What about issues that are potentially more fraught than that, even? Should a Jewish writer even be allowed to write about Jesus at all… even though he was in fact Jewish, he did become the iconic embodiment and foundation of a whole new faith, so should he now be out of bounds to Jewish writers – or if we’re to enact rigid ownership policies should Christians be allowed to write about Jesus since he was in fact Jewish?

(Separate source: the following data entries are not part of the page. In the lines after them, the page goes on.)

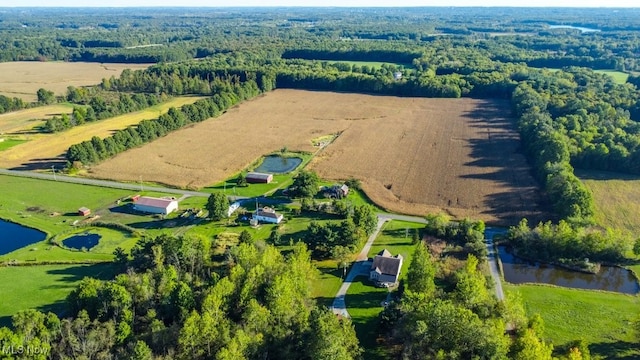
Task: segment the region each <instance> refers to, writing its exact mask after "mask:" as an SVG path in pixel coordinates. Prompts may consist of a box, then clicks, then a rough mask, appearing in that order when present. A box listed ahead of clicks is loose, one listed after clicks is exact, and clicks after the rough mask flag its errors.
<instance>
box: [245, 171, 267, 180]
mask: <svg viewBox="0 0 640 360" xmlns="http://www.w3.org/2000/svg"><path fill="white" fill-rule="evenodd" d="M271 176H273V175H271V174H267V173H256V172H250V173H247V176H246V177H245V179H263V180H266V179H268V178H270V177H271Z"/></svg>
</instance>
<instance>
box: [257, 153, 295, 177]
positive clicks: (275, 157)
mask: <svg viewBox="0 0 640 360" xmlns="http://www.w3.org/2000/svg"><path fill="white" fill-rule="evenodd" d="M301 163H302V159H301V158H298V157H283V156H280V155H270V156H267V157H265V158H264V161H263V162H262V164H260V166H258V167H257V168H256V169H255V171H256V172H265V173H273V174H284V173H288V172H291V171H293V170H294V169H295V168H297V167H298V166H299V165H300V164H301Z"/></svg>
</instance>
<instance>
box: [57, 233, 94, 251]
mask: <svg viewBox="0 0 640 360" xmlns="http://www.w3.org/2000/svg"><path fill="white" fill-rule="evenodd" d="M101 237H102V236H100V235H98V234H90V233H85V234H78V235H74V236H72V237H70V238H66V239H64V240H62V244H63V245H64V246H66V247H68V248H72V249H78V250H81V249H82V248H85V249H87V250H90V249H91V248H93V247H94V246H96V245H98V242H99V241H100V238H101Z"/></svg>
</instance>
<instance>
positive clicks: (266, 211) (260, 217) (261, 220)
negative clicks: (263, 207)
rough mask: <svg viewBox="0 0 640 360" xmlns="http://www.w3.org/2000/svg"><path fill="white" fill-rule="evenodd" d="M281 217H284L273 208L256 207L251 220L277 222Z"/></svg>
mask: <svg viewBox="0 0 640 360" xmlns="http://www.w3.org/2000/svg"><path fill="white" fill-rule="evenodd" d="M283 219H284V217H283V216H282V214H278V213H277V212H276V211H275V210H274V209H272V208H269V207H264V208H262V209H258V210H256V212H255V213H254V214H253V220H254V221H259V222H266V223H271V224H279V223H280V222H281V221H282V220H283Z"/></svg>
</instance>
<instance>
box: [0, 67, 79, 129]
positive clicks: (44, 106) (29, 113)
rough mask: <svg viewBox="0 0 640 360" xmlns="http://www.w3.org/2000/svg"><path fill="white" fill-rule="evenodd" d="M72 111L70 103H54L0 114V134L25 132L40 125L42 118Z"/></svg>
mask: <svg viewBox="0 0 640 360" xmlns="http://www.w3.org/2000/svg"><path fill="white" fill-rule="evenodd" d="M1 65H2V63H0V66H1ZM72 111H73V105H71V104H54V105H46V106H38V107H34V108H29V109H24V110H19V111H13V112H9V113H4V114H0V134H10V133H19V132H27V131H26V130H29V129H32V128H34V127H36V126H39V125H41V124H42V120H46V119H49V118H51V117H53V116H54V115H62V114H63V113H66V114H71V112H72Z"/></svg>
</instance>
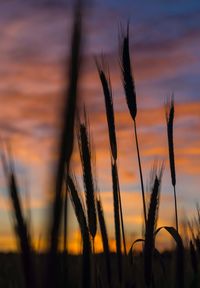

Should ANY faith be permitted within shouting distance of another – should I know nothing about Buddhism, about Shinto, about the Hindu pantheon and mythology, about Judaism, about Islam, to the point that my ignorance only permits fear and mistrust of the people who profess those other faiths? Should I turn my back on Scheherezade because she was Muslim?
Should the only option be ownership, or silence?
What, then, about the ‘fresh eyes’ and ‘new insight’ and ‘new audiences’? Are they to be encouraged, should the inspiration some stories stir in some writers be gently blown upon until it blooms into something that might be richer and stranger than anything anyone expected, because of that hybrid vigor?
This article appears to urge that. I would urge that. I am not in any way espousing a position where someone can just wade in and take what they want and leave wreckage in their wake – but is inspiration, cross-pollination, following one bright butterfly out of a particular garden and into a wilderness where the one who follows it must blaze their own path, is that always and intrinsically bad? Is that for EVERY culture…?
Or – and I ask this again – is it just the Slav culture that’s the exception to this ‘only write your own stories’ rule? Yes, there is interest in these stories – just as there is interest in many other stories, from many other places. What’s the consensus here – should we be in the business of telling stories, as well as we know how, to as many human beings as we can reach in terms of a ‘new audience’ – or should we be huddled in our own separate little corners, arguing furiously about who is either “genuine” and culturally anointed enough to tell a story… or who is a “foreigner” who brings fresh eyes and fresh insight and possibly a steaming heap of misinterpretations to the table?
We are tellers of stories – that is what human beings have always been. That concept of past-present-future, the idea of history and heritage, the sense of being part of something that defines you, the parameters of which are building blocks of yourself – the ability to release our imaginations and let our dreams take wing – that is what makes us human. All of us. Together.
If any of us make mistakes, or use those stories that are ‘foreign’ to them, with disrespect, or ignorance, or malice – damn right they should be called on it, and corrected, by those who might know better. But as a Slav aristocrat…do I have the right to demand that everyone who does not carry my blood should cease and desist forthwith from telling any of the stories that are ‘my’ heritage? How can I? Those stories do not belong to me – I belong to THEM. They are not mine to hoard, to pile in a heap beneath me, to protect them with fire. I am not a dragon. I am a teller of tales. And the value of a story doesn’t lie in its being bogarted. It lies in being shared.
You may never know the riches a story familiar to you to the point of banality might have on somebody who has never heard it before. But both you and that other are made bigger and wiser by its sharing.
Here’s a possible rule. If you do not trample, bulldoze, devastate, burn, pillage or even just basically take it for granted… you are permitted to walk on my sacred ground, to bring flowers to lay upon the place where you think something precious may be buried, and you may take inspiration from it. But to expect me to haunt you if you raise misshapen or malevolent or even just purely ignorant ghosts in your passing. You are not stealing the air that you are breathing in above that hallowed ground… and when you exhale, you may be returning the gift, your breath being a new life that make old things new again.